Why DRS Should Run Rules are better than anti-affinity rules in small clusters

The Distributed Resource Scheduler (DRS) allows vSphere Administrators to use rules to enforce virtual machine placement on cluster nodes. An example of such a rule is in the image below with a rule to reparate two domain controllers so that they won't run on the same vSphere host.

DRS Anti Affinity Rule

Using this rule works well in a larger cluster, but in a small cluster this might cause an issue. If there are only two nodes in the cluster then when placing a host in maintenance mode that process stalls because it would violate the DRS rule, as you can see in the next image.

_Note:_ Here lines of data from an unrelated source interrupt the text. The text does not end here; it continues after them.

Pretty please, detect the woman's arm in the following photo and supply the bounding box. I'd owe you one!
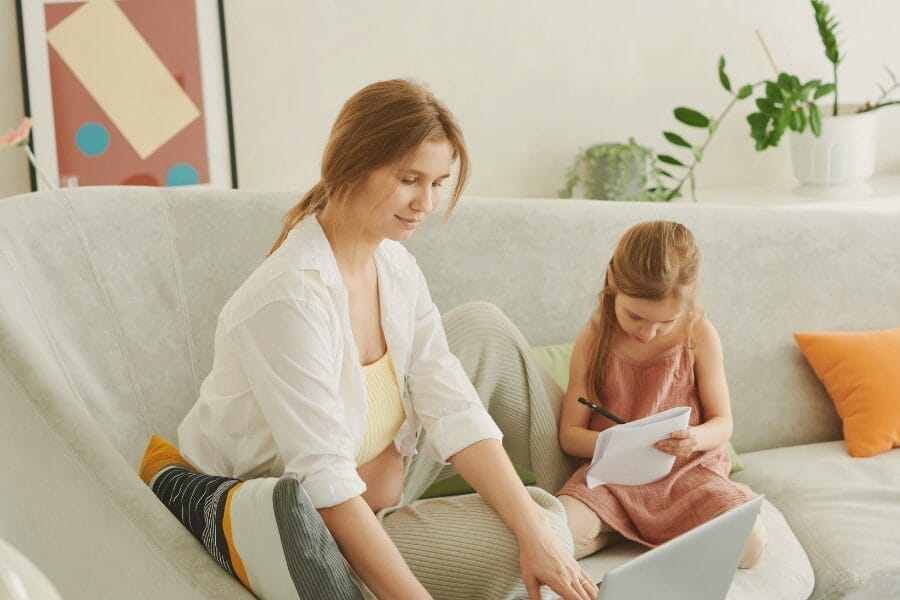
[319,496,431,600]
[656,319,733,456]
[559,324,600,458]
[450,440,597,600]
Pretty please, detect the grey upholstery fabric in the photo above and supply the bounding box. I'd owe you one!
[734,441,900,600]
[0,187,900,598]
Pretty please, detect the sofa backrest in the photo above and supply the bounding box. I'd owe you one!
[407,198,900,452]
[0,187,296,465]
[0,187,900,465]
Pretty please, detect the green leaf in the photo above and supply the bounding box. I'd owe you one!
[656,154,686,167]
[719,56,731,92]
[672,106,709,127]
[756,98,780,117]
[809,104,822,137]
[813,83,834,100]
[663,131,692,148]
[747,113,769,129]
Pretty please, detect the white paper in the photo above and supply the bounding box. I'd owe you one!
[585,406,691,489]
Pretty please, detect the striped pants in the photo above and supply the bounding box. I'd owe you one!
[363,302,578,600]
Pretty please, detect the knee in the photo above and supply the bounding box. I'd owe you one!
[559,496,603,558]
[738,517,769,569]
[447,300,512,330]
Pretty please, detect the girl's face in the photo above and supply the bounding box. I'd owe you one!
[351,139,453,242]
[615,290,689,344]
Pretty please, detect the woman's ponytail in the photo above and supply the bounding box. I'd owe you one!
[269,181,327,255]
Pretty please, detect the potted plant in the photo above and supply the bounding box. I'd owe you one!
[790,0,898,185]
[559,138,664,200]
[656,0,900,200]
[560,0,900,200]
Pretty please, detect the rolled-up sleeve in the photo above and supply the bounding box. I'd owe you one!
[229,300,366,508]
[407,268,503,463]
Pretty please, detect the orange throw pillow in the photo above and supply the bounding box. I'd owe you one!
[794,329,900,457]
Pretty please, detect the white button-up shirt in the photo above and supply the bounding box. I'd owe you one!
[178,216,502,508]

DRS anti affinity rule violation with maintenance mode

An administrator can manually migrate the conflicting virtual machine to another host. But would it not be much nicer if DRS would be able to perform this automatically?

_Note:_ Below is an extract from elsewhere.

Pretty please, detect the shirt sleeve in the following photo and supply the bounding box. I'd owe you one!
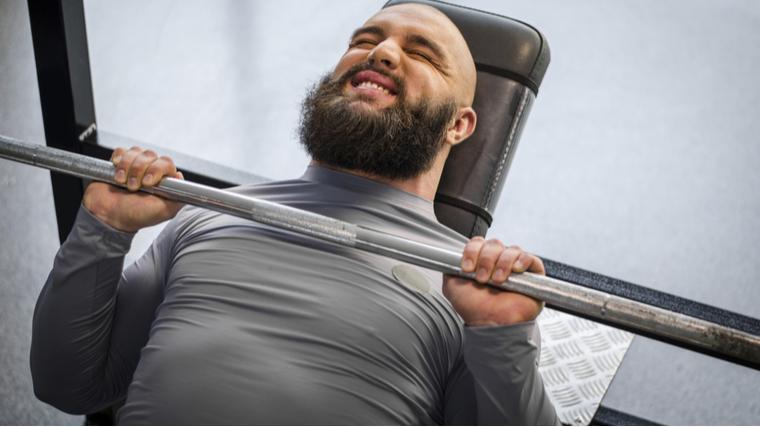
[445,322,561,425]
[30,207,174,414]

A solution to this problem is to use the VM to Host affinity rules with a Should Run-rule. In the image below you see an example for a two node cluster where there are two host groups, each containing one ESXi-host and two virtual machine groups, each also containing one VM.

DRS VM and Host groups

With the rule in the following image we tell DRS to run the VMs on the designated hosts if it can, but if for any reason, such as going into maintenance mode, it is necessary to run the VM on another host it will still do that and migrate the VM to the other host.

DRS VM to Host should run rule

Especially in a two node vSAN cluster this approach might be a better solution than the traditional method of using anti-affinity rules.